North Korea’s missile test Saturday underscores that the rogue leaders of the unpredictable nation will present a top challenge for the Trump administration. The reality is, North Korea’s unprecedented and accelerating tempo of missile tests and nuclear detonations — 64 between 2009 and 2016 — shows no sign of abating.

Yet there’s another reality at work in North Korea, one that our policy cannot ignore. The hard truth is that North Koreans suffer widespread human rights violations and are denied fundamental freedoms. The 2014 United Nations Commission of Inquiry (COI) Report details this all too well. The report documents food shortages, political prison camps, public executions and detentions without due process.

Along with mass labor mobilization, these atrocities all favor the regime and its objectives over the rights of ordinary citizens. And an unprecedented wave of elite purges has led recently to numerous high-level defections.

Fortunately, the COI’s charges of crimes against humanity have galvanized world opinion. Nations can no longer ignore the issue when dealing with Pyongyang or those that interact regularly with it. And denuclearization can neither be pursued nor attained without addressing these abuses. Data from the Committee on Human Rights in North Korea shows that revenues from human rights abuses, like the export of slave labor, are suspected to fund nuclear proliferation activities.

Unfortunately, sanctions have not altered the regime’s behavior, either toward its own people or in building a nuclear arsenal. We cannot afford to be “strategically patient,” especially since North Korea will have scores of nuclear weapons by the end of this decade. And those weapons will be mated to ballistic missiles for delivery to regional and intercontinental targets, including perhaps our own West Coast.

Kicking the can down the road is not an option.

Instead, as a new George W. Bush Institute report argues, we need a more engaged North Korea policy that must equally pursue denuclearization and human rights improvement. That policy should include these recommendations:

(1) Integrate non-proliferation and human rights sanctions.

We must strengthen our sanctions strategy to isolate and weaken North Korea, including calling out political and military leaders for making money off selling nuclear technologies, illicit activities and human rights abuses.

(2) View China as part of the solution, but not the total solution.

We must remind Beijing of its responsibility to use its influence with its clients in Pyongyang to avoid provocations. At the same time, we must resist the temptation to subcontract the most urgent security issue in northeast Asia to China.

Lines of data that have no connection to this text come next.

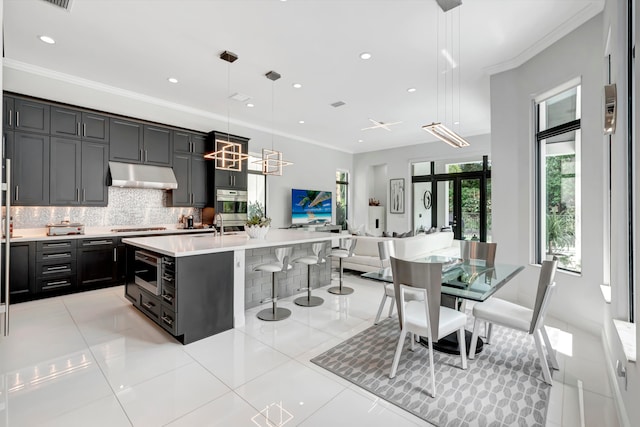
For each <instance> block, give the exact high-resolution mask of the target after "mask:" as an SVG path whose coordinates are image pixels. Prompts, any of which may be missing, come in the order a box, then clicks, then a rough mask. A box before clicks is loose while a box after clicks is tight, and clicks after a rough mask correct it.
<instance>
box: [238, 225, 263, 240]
mask: <svg viewBox="0 0 640 427" xmlns="http://www.w3.org/2000/svg"><path fill="white" fill-rule="evenodd" d="M244 231H246V232H247V234H248V235H249V237H250V238H252V239H264V238H265V236H266V235H267V232H268V231H269V226H266V227H264V226H260V225H250V226H249V225H247V226H245V227H244Z"/></svg>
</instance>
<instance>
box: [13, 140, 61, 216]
mask: <svg viewBox="0 0 640 427" xmlns="http://www.w3.org/2000/svg"><path fill="white" fill-rule="evenodd" d="M49 145H50V141H49V136H48V135H39V134H34V133H25V132H15V133H14V135H13V141H12V143H11V144H10V145H9V146H8V147H9V150H8V153H7V157H8V158H10V159H11V160H12V164H11V166H12V167H11V178H12V179H11V187H12V188H11V202H12V204H14V205H18V206H47V205H48V204H49Z"/></svg>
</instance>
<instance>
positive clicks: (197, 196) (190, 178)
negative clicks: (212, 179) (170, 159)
mask: <svg viewBox="0 0 640 427" xmlns="http://www.w3.org/2000/svg"><path fill="white" fill-rule="evenodd" d="M173 172H174V173H175V175H176V180H177V181H178V188H177V189H176V190H172V191H171V193H169V202H168V203H169V205H171V206H176V207H177V206H188V207H191V206H192V207H199V208H201V207H204V206H205V204H206V202H207V182H206V180H207V168H206V160H205V159H204V157H202V156H200V155H191V154H182V153H176V154H174V156H173Z"/></svg>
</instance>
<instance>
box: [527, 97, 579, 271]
mask: <svg viewBox="0 0 640 427" xmlns="http://www.w3.org/2000/svg"><path fill="white" fill-rule="evenodd" d="M536 119H537V120H536V125H537V126H536V144H537V156H536V161H537V168H536V170H537V177H536V178H537V209H536V213H537V218H536V222H537V227H536V232H537V238H536V247H537V250H536V252H537V256H536V262H538V263H541V262H542V261H543V260H545V259H550V258H552V257H556V258H557V259H558V268H561V269H564V270H568V271H572V272H576V273H580V272H581V270H582V266H581V263H582V256H581V244H580V243H581V236H580V224H581V201H580V194H581V192H580V149H581V147H580V145H581V144H580V86H579V85H578V86H573V87H571V88H570V89H567V90H564V91H562V92H560V93H557V94H555V95H553V96H550V97H547V98H546V99H542V100H537V101H536Z"/></svg>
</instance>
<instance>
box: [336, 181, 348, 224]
mask: <svg viewBox="0 0 640 427" xmlns="http://www.w3.org/2000/svg"><path fill="white" fill-rule="evenodd" d="M348 195H349V172H343V171H336V225H341V226H342V229H343V230H346V228H347V219H349V199H348Z"/></svg>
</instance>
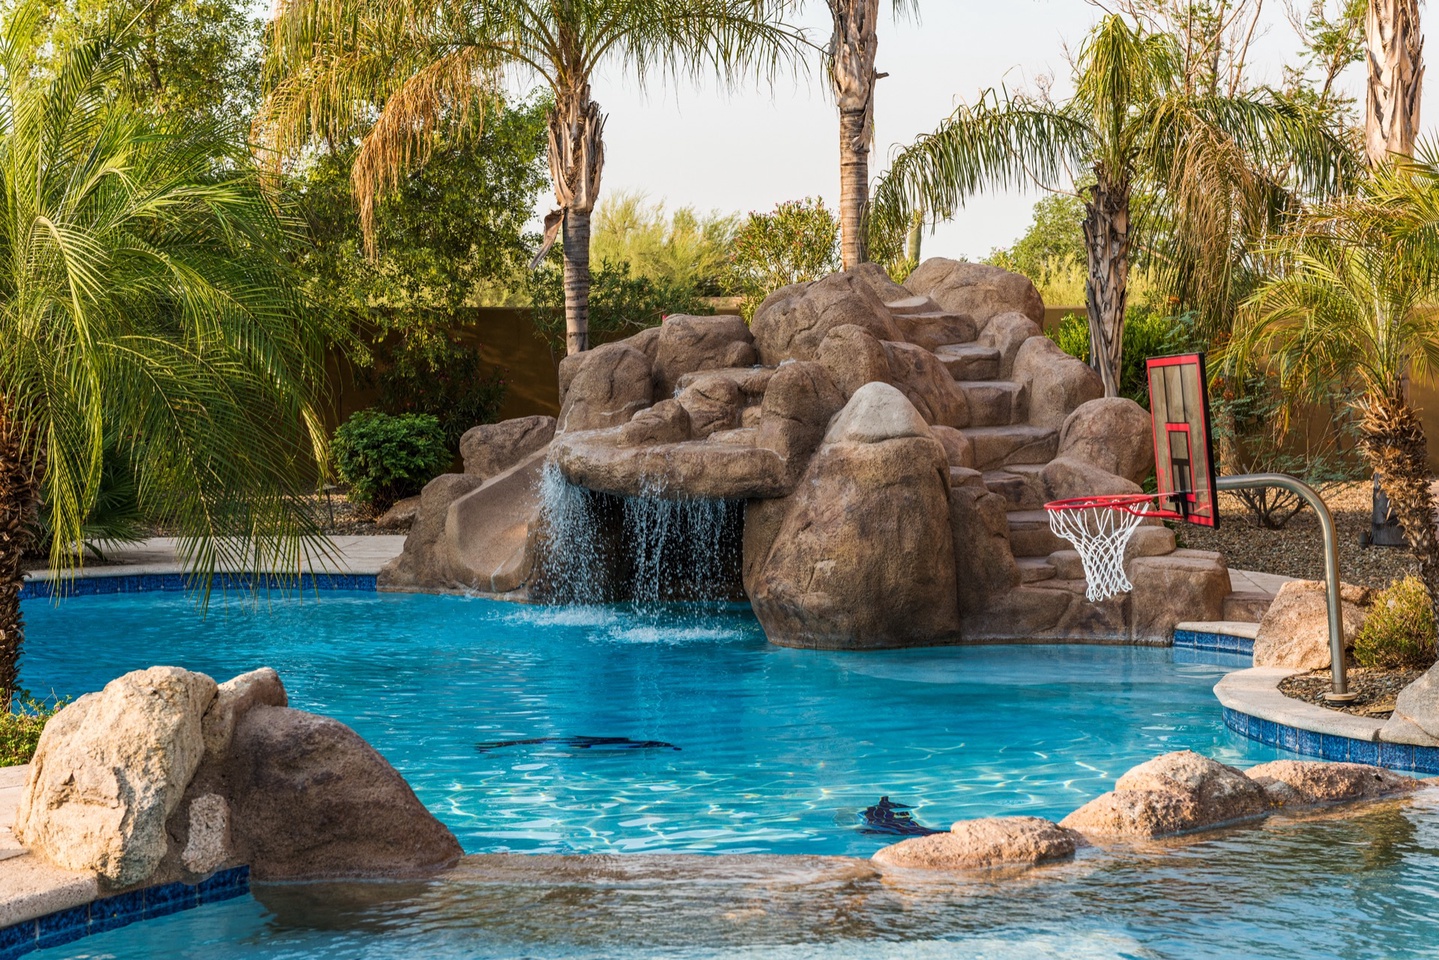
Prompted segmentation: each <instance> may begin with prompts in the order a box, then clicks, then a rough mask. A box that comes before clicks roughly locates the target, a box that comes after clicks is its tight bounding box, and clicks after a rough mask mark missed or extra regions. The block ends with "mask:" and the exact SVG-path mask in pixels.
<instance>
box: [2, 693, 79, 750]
mask: <svg viewBox="0 0 1439 960" xmlns="http://www.w3.org/2000/svg"><path fill="white" fill-rule="evenodd" d="M63 708H65V701H56V702H50V704H45V702H40V701H36V699H26V701H24V702H23V704H20V705H19V708H17V710H13V711H7V712H0V767H17V766H20V764H23V763H30V760H33V759H35V748H36V747H37V746H39V743H40V733H42V731H43V730H45V724H46V723H49V720H50V717H53V715H55V714H58V712H60V710H63Z"/></svg>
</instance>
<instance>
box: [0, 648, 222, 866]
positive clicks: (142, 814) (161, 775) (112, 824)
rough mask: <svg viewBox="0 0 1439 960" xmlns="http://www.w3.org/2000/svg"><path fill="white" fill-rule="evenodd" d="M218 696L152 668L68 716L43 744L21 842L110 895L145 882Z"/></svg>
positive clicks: (34, 771)
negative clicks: (202, 728)
mask: <svg viewBox="0 0 1439 960" xmlns="http://www.w3.org/2000/svg"><path fill="white" fill-rule="evenodd" d="M214 697H216V684H214V681H213V679H210V678H209V676H206V675H204V674H193V672H190V671H184V669H180V668H177V666H153V668H150V669H145V671H135V672H132V674H125V675H124V676H119V678H118V679H114V681H111V682H109V684H106V685H105V688H104V689H102V691H99V692H98V694H88V695H85V697H81V698H79V699H76V701H75V702H73V704H71V705H68V707H66V708H63V710H62V711H60V712H59V714H56V715H55V717H53V718H52V720H50V721H49V723H47V724H46V727H45V733H43V734H42V735H40V743H39V747H37V748H36V753H35V760H33V761H32V764H30V776H29V780H27V782H26V786H24V792H23V793H22V796H20V805H19V809H17V812H16V820H14V836H16V839H17V841H20V843H23V845H24V846H26V848H29V849H30V851H32V852H33V853H37V855H39V856H42V858H45V859H47V861H50V862H52V864H56V865H58V866H63V868H66V869H75V871H94V872H95V874H98V875H99V878H101V881H102V882H104V884H106V885H108V887H112V888H117V887H130V885H132V884H140V882H142V881H144V879H147V878H148V877H150V875H151V874H154V872H155V868H157V866H158V865H160V861H161V859H163V858H164V855H165V851H167V848H168V835H167V832H165V822H167V820H168V819H170V816H171V815H173V813H174V812H176V809H177V807H178V806H180V799H181V796H183V794H184V790H186V786H187V784H189V783H190V779H191V777H193V776H194V771H196V769H199V766H200V760H201V757H203V756H204V737H203V733H201V721H203V717H204V712H206V710H207V708H209V707H210V704H212V702H213V701H214Z"/></svg>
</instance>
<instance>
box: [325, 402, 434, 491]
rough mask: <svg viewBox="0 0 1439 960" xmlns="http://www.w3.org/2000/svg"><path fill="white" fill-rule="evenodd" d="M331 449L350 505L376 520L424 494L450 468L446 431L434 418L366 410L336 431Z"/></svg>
mask: <svg viewBox="0 0 1439 960" xmlns="http://www.w3.org/2000/svg"><path fill="white" fill-rule="evenodd" d="M331 449H332V450H334V458H335V471H337V472H338V474H340V479H342V481H345V482H347V484H350V499H353V501H355V502H358V504H366V505H368V507H370V510H371V511H374V512H376V514H381V512H384V511H387V510H390V507H393V505H394V502H396V501H397V499H403V498H406V497H413V495H414V494H419V492H420V489H422V488H423V486H425V485H426V484H427V482H429V481H430V479H433V478H435V476H436V475H439V474H440V472H442V471H443V469H445V468H446V466H449V462H450V452H449V446H448V445H446V443H445V430H443V429H442V427H440V422H439V419H437V417H435V416H433V415H429V413H403V415H399V416H391V415H389V413H381V412H380V410H360V412H358V413H354V415H353V416H351V417H350V419H348V420H345V422H344V423H341V425H340V427H338V429H337V430H335V439H334V445H332V448H331Z"/></svg>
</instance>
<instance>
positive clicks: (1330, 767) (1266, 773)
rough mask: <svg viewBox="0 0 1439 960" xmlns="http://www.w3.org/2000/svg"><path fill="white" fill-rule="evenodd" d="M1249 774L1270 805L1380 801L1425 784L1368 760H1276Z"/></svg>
mask: <svg viewBox="0 0 1439 960" xmlns="http://www.w3.org/2000/svg"><path fill="white" fill-rule="evenodd" d="M1246 773H1248V776H1249V779H1250V780H1253V782H1255V783H1258V784H1259V786H1262V787H1263V789H1265V793H1266V794H1268V796H1269V805H1271V806H1276V807H1279V806H1282V807H1298V806H1315V805H1321V803H1348V802H1351V800H1377V799H1380V797H1387V796H1400V794H1403V793H1412V792H1415V790H1417V789H1419V787H1420V786H1422V784H1420V782H1419V780H1415V779H1413V777H1406V776H1403V774H1399V773H1394V771H1393V770H1386V769H1383V767H1373V766H1368V764H1366V763H1328V761H1318V760H1275V761H1272V763H1263V764H1259V766H1258V767H1252V769H1250V770H1248V771H1246Z"/></svg>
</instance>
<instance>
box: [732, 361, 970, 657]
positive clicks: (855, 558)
mask: <svg viewBox="0 0 1439 960" xmlns="http://www.w3.org/2000/svg"><path fill="white" fill-rule="evenodd" d="M948 471H950V466H948V462H947V459H945V455H944V448H943V446H941V445H940V442H938V440H935V439H934V438H932V436H930V433H928V427H927V426H925V423H924V420H922V417H920V415H918V412H917V410H915V409H914V406H912V404H911V403H909V402H908V400H907V399H905V397H904V394H902V393H899V391H898V390H896V389H895V387H892V386H889V384H884V383H871V384H865V386H863V387H861V389H859V390H858V391H856V393H855V396H852V397H850V399H849V403H848V404H845V409H843V410H842V412H840V413H839V415H837V416H836V417H835V422H833V423H832V425H830V429H829V432H827V433H826V439H825V443H823V445H822V446H820V449H819V452H817V453H816V455H814V456H813V459H812V461H810V463H809V468H807V471H806V472H804V476H803V479H802V481H800V484H799V485H797V486H796V489H794V492H793V494H791V495H790V497H789V498H786V505H784V520H783V521H781V522H780V524H778V530H777V533H776V535H774V538H773V541H771V544H770V548H768V553H767V556H766V557H764V558H763V560H758V558H750V560H747V566H748V567H750V569H751V570H754V574H753V577H751V579H750V581H748V583H747V584H745V586H747V587H748V590H750V602H751V604H753V606H754V612H755V616H757V617H758V619H760V623H761V625H763V626H764V632H766V635H767V636H768V638H770V642H773V643H778V645H783V646H809V648H830V649H872V648H888V646H922V645H928V643H944V642H954V640H957V639H958V606H957V599H955V573H954V543H953V540H951V535H950V528H948V522H947V520H948V492H950V491H948ZM747 545H748V537H747Z"/></svg>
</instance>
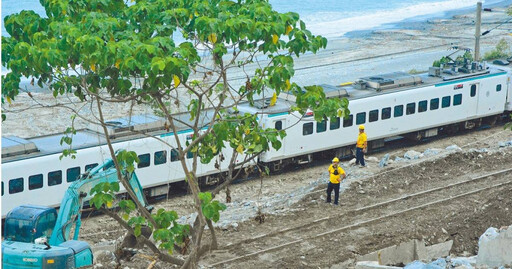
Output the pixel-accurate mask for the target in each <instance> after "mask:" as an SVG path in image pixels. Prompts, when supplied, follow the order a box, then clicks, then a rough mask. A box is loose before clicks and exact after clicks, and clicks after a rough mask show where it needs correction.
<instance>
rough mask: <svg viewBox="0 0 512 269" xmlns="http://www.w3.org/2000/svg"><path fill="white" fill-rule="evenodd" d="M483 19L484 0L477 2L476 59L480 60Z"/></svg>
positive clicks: (475, 56) (475, 43)
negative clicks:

(3) Maintain denuclearization goals.

While remaining open to diplomatic options, we must insist that the outcome of negotiations include the eventual re-entry of the North into the Non-Proliferation Treaty regime.

(4) Stop horizontal proliferation.

We must unambiguously warn the North Koreans at the highest levels that the transfer of sensitive nuclear technology to another state or non-national actor cannot and will not be tolerated by the United States. We must draw a genuine red line.

(5) Remain open to diplomacy.

We must avoid making the goals of any negotiations the preconditions for entering those negotiations. We also must be wary of entering protracted negotiations where the North may continue to advance their nuclear or ballistic capability.

(6) Avoid preconceived notions about the format for negotiations.

Six party talks may be dead — or not — but the essential participants will be the United States and North Korea, whatever the formal structure may be.

(7) Sustain deterrence and reassure allies.

We must continue visible security consultations and exercises with friends and allies in the region. We must also continue quarterly cabinet or sub-cabinet level diplomatic coordination with our allies.

(8) Commit to unification.

We must take prudent steps with our allies to prepare for the realization of our ultimate goal of a unified Korea, whether through the slow transformation of the North Korean state, or its sudden collapse.

Dealing with North Korea will not be easy, but we cannot afford to simply manage the problem. As each of these recommendations indicate, we need to be clear in our policy, making sure our new strategy integrates human rights and security concerns.